Cleanliness of code ⭐️️️️⭐️️️️⭐️️️️⭐️️️️

This connects with the previous one. I’ve seen only about 5 Streamlit apps so far and from the point of code cleanliness, they were complete garbage. Which is not at all Streamlit’s fault, because it is perfectly possible to write clean code in Streamlit.

I ended up with a 90 line run method which defines the whole UI (except styles) which I think it pretty cool. Everything else is in isolated methods.

Testing ⭐⭐⭐⭐⭐➕⭐

AppTest is a very fresh feature and it is a killer feature. A framework for building UI with built-in testing capability is just awesome.

The testing is absolutely easy to do — meaning there is no excuse for not doing it.

import unittest
from streamlit.testing.v1 import AppTest

class TestApp(unittest.TestCase):
def test_run_calc(self) -> None:
at = AppTest.from_file('main.py')
self.assertEqual('A confusing calculator :abacus:', at.title[0].value)

button_9 = at.button[12]
self.assertEqual('110', at.markdown[1].value)

Yes, the value 110 is actually correct when the button 9 is pressed.

I ran into an issue with containers (and reported another one) — which — given that the application testing capability was announced about a month ago is perfectly fine.

Accessing the UI elements with a numeric index at.button[12] is a bit chaotic, but with a little helper method it looks fine.

    def find_button(at: AppTest, label: str) -> Button:
for i in range(at.button.len):
if at.button[i].label == label:
return at.button[i]

button_9 = find_button('9')

The Finale⭐⭐⭐⭐⭐️️️️

Deploying a Streamlit app is a breze, all I need is a Dockerfile as I can take care of the rest.
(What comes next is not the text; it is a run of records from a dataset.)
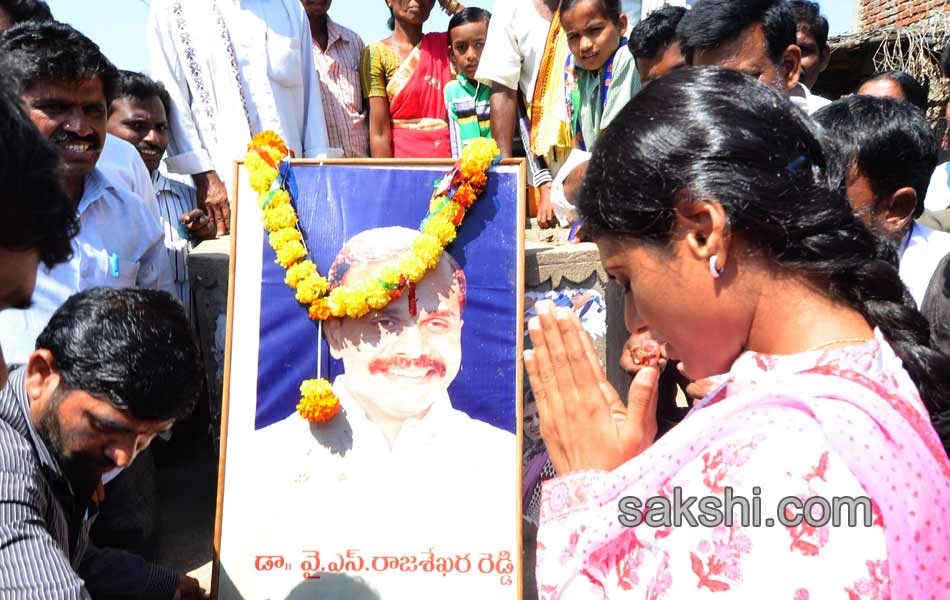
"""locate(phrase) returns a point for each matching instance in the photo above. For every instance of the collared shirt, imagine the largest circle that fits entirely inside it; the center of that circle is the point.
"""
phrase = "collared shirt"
(119, 244)
(121, 163)
(338, 68)
(922, 250)
(802, 97)
(938, 192)
(234, 69)
(44, 540)
(174, 199)
(448, 482)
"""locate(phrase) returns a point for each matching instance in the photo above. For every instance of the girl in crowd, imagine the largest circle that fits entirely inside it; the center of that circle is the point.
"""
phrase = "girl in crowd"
(467, 101)
(403, 77)
(738, 252)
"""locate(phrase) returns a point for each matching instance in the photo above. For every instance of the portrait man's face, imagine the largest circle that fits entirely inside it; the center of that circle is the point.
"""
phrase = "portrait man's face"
(399, 360)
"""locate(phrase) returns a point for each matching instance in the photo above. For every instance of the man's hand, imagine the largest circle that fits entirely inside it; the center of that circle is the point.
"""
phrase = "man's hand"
(584, 423)
(189, 589)
(213, 199)
(546, 218)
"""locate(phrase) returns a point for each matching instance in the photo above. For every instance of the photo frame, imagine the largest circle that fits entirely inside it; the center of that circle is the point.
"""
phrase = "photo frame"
(372, 504)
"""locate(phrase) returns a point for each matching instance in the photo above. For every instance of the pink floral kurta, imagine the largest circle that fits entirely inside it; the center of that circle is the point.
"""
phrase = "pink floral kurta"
(845, 422)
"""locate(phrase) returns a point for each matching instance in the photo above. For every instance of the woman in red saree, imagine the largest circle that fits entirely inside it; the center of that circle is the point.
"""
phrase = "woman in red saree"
(403, 77)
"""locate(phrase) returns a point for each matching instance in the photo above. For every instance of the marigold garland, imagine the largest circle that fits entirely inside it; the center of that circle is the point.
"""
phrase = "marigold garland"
(455, 193)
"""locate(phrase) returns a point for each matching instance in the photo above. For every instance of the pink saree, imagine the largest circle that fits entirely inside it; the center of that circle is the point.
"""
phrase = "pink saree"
(416, 101)
(841, 423)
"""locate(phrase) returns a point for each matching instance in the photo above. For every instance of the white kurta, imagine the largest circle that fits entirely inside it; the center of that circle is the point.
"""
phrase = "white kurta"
(235, 68)
(448, 483)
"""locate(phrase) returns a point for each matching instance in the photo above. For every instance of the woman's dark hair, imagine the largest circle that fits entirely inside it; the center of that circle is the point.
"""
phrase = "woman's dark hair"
(53, 51)
(35, 211)
(469, 14)
(134, 347)
(887, 140)
(915, 92)
(611, 8)
(719, 134)
(712, 23)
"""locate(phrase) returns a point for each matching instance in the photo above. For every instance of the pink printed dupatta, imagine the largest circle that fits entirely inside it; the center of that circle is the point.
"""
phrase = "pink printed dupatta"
(417, 103)
(860, 407)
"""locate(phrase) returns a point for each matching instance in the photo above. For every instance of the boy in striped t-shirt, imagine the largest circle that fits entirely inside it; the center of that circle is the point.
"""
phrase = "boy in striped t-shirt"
(466, 101)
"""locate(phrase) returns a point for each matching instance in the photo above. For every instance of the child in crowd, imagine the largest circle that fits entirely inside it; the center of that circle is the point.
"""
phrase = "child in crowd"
(467, 101)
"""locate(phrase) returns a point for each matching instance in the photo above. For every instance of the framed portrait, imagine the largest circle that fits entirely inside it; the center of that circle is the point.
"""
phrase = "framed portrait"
(413, 490)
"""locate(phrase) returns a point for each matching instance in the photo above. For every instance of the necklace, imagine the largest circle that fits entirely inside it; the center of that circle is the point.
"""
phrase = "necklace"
(836, 342)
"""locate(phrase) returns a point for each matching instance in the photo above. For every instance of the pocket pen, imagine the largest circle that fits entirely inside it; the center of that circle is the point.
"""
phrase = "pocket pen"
(114, 264)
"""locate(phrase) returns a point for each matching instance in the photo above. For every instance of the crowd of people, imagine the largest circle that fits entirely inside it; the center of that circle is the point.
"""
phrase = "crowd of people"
(786, 255)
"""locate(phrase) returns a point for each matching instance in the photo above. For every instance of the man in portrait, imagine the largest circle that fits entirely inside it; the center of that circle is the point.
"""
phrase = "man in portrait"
(399, 470)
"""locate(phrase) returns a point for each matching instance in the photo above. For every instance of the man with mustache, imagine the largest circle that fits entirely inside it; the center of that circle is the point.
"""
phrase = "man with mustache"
(138, 114)
(64, 82)
(429, 474)
(111, 370)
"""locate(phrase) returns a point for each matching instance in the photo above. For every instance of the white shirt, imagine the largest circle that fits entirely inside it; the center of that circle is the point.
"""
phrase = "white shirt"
(921, 253)
(448, 482)
(517, 36)
(938, 192)
(189, 53)
(802, 97)
(119, 244)
(122, 164)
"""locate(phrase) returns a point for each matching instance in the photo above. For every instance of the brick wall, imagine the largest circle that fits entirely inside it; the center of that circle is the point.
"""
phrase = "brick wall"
(900, 13)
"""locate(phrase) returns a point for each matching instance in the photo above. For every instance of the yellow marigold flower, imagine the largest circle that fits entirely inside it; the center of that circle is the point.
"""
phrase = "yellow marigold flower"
(441, 229)
(290, 253)
(320, 310)
(377, 297)
(317, 401)
(413, 267)
(279, 217)
(260, 174)
(299, 272)
(336, 302)
(280, 238)
(311, 289)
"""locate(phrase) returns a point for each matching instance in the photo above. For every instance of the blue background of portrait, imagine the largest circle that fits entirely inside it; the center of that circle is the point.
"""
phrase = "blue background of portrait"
(337, 202)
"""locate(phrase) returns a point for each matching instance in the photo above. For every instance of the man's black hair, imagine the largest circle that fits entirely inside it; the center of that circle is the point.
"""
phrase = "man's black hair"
(810, 21)
(712, 23)
(21, 11)
(53, 51)
(140, 87)
(656, 32)
(132, 347)
(35, 212)
(886, 140)
(915, 92)
(469, 14)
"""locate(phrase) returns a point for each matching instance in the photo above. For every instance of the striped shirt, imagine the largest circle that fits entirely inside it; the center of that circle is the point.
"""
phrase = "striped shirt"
(44, 537)
(338, 70)
(174, 199)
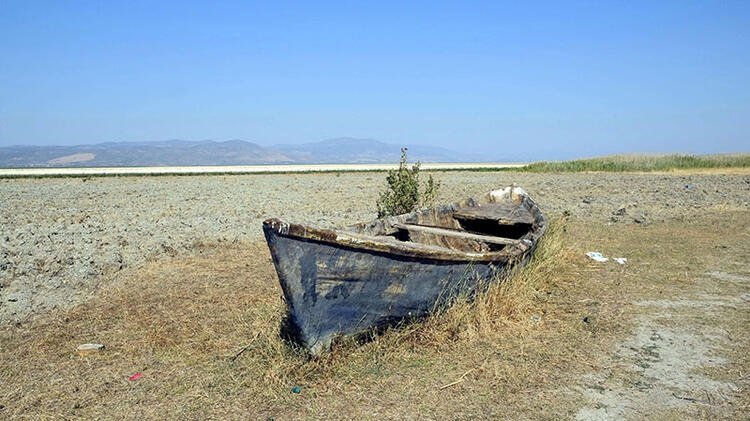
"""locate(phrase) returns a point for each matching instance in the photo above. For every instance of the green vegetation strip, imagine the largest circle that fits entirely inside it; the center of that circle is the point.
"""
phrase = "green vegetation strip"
(621, 163)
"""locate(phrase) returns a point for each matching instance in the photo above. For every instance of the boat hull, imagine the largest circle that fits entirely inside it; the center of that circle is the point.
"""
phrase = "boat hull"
(333, 289)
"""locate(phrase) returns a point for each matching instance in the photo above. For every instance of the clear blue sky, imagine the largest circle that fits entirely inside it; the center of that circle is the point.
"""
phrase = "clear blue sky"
(557, 79)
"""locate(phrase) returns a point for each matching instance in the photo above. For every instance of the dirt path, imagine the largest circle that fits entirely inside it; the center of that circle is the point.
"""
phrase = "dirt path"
(668, 366)
(173, 277)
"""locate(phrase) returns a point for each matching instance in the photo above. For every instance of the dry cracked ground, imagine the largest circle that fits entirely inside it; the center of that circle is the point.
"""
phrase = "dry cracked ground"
(171, 274)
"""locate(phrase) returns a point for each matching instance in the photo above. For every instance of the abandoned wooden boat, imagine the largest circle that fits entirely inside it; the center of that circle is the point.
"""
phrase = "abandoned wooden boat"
(349, 281)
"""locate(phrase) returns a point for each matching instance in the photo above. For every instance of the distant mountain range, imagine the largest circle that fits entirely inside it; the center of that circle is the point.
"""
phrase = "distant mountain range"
(233, 152)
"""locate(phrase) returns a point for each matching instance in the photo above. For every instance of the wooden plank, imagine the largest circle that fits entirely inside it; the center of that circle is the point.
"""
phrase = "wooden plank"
(505, 214)
(457, 234)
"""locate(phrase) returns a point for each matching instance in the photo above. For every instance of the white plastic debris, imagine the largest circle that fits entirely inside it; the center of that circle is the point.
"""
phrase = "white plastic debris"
(595, 255)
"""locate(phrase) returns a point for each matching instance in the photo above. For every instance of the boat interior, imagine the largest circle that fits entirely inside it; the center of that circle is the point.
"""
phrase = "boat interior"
(469, 226)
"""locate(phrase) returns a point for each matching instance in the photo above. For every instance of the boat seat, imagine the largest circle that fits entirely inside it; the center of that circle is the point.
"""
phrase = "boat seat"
(502, 213)
(457, 234)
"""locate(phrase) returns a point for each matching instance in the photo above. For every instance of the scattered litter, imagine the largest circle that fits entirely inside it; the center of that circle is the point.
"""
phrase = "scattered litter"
(88, 349)
(460, 379)
(595, 255)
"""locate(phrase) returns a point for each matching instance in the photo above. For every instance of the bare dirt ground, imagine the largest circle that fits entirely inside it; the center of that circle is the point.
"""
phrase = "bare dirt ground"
(172, 275)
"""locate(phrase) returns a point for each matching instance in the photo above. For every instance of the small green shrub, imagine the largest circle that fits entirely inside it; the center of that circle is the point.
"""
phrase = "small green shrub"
(404, 192)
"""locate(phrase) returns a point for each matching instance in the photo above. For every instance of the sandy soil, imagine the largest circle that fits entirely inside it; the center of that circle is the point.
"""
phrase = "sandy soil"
(63, 239)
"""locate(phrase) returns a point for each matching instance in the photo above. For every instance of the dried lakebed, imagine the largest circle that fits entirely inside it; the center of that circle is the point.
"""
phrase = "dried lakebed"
(61, 238)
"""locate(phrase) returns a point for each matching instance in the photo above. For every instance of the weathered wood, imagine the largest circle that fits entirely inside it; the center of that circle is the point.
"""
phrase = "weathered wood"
(458, 234)
(503, 213)
(347, 282)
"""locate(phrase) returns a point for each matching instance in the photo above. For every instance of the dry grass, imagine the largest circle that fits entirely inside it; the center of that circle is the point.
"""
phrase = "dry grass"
(522, 348)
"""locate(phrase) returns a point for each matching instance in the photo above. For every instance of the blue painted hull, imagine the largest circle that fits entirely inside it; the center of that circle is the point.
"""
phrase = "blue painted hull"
(333, 290)
(344, 283)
I can simplify the initially provided Dockerfile by incorporating static code (i don’t need to install the application from a repository). I also prefer to use pyproject.toml instead of requirements.txt. But all of this is kindergarten level easy — no surprises here.

FROM python:3.11-slim

RUN python -m pip install --no-cache-dir --upgrade pip

COPY . /app
RUN pip install --no-cache-dir .

CMD ["streamlit", "run", "main.py", "--server.port=8501", "--server.address="]

Or you can check the entire application code at my Github or you can see the working application.


Streamlit is super cool framework for prototyping simple applications. I highly recommend everyone to check it out even if you are not living in the Python world or if you don’t intend to have the final application in Python.

The simplicity of the APIs and usage is really worth it. However, once you see the requests for customization coming in, run away as fast as you can.

Measured by the Number of WTFs per minute Streamlit is an awesome thing to try. And mind you I completely ignored all the cool stuff like chat integration, data frame support, screen cast recording, magic outputs, etc.